At the species level, fluorescence indices revealed distinctive behavioral patterns in response to drought. In more detail, C. betulus exhibited higher NPQ values accompanied by lower Y(II), whereas Q. robur exhibited the opposite pattern, with low NPQ and high Y(II). This pattern reflects a trade-off between photoprotection and productivity. C. betulus exhibited greater energy dissipation to prevent photodamage compared to Q. robur. On the other hand, Q. robur exhibited better maintenance of A than C. betulus under drought stress. The higher Y(II) observed in Q. robur throughout the monitored period may result from its anisohydric behavior, with less tight stomatal control, allowing higher A [31,32,100], as well as from leaf structural traits, as thinner leaves with less dense mesophyll support higher CO2 availability and light use efficiency [101,102]. On the other hand, the enhanced NPQ, as observed in C. betulus, is in line with the conservative strategy, enhancing protective mechanisms by allocating energy toward stress tolerance and supporting survival over growth.
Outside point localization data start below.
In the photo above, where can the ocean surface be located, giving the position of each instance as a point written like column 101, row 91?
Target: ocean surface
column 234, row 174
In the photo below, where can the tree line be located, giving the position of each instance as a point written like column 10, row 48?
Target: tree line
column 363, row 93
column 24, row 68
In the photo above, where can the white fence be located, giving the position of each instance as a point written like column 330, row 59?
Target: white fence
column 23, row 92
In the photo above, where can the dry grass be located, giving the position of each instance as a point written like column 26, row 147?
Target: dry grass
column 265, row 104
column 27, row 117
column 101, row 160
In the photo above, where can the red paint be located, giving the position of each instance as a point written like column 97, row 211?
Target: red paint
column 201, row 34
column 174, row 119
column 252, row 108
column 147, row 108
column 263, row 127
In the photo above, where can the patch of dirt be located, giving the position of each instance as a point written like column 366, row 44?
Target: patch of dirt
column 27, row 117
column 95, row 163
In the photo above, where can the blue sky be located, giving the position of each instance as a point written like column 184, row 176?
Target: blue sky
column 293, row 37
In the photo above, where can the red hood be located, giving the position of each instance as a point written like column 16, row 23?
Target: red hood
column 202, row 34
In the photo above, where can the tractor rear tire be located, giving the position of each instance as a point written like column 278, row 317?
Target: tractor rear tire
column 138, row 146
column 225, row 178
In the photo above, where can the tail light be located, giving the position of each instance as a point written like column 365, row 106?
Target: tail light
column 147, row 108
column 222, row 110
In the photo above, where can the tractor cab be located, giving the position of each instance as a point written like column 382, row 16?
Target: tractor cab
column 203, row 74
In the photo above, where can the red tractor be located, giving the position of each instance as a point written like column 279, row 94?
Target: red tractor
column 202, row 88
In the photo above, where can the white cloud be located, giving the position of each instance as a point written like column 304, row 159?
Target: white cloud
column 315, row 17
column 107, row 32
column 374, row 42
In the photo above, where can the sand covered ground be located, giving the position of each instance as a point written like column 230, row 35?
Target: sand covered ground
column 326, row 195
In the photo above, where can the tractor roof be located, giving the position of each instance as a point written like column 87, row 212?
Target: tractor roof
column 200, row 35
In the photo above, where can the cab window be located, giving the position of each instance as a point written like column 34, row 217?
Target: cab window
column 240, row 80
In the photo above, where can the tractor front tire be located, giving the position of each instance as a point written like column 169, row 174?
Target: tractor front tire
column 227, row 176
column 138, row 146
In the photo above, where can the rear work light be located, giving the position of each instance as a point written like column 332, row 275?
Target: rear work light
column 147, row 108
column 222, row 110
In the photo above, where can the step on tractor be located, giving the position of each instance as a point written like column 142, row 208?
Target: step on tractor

Overall, our results indicate that Q. robur is highly susceptible to drought in an urban environment, while C. betulus demonstrated notable drought tolerance and resilience. In line with our findings, Q. robur was identified as vulnerable to drought stress in an urban area due to reduced efficiency in safely dissipating light energy and leaf structural traits [103]. In contrast, C. betulus was highlighted as a drought-resistant species, relying on the stress-tolerant strategy, characterized by slower growth, and was proposed for planting at the edges of habitat corridors [103].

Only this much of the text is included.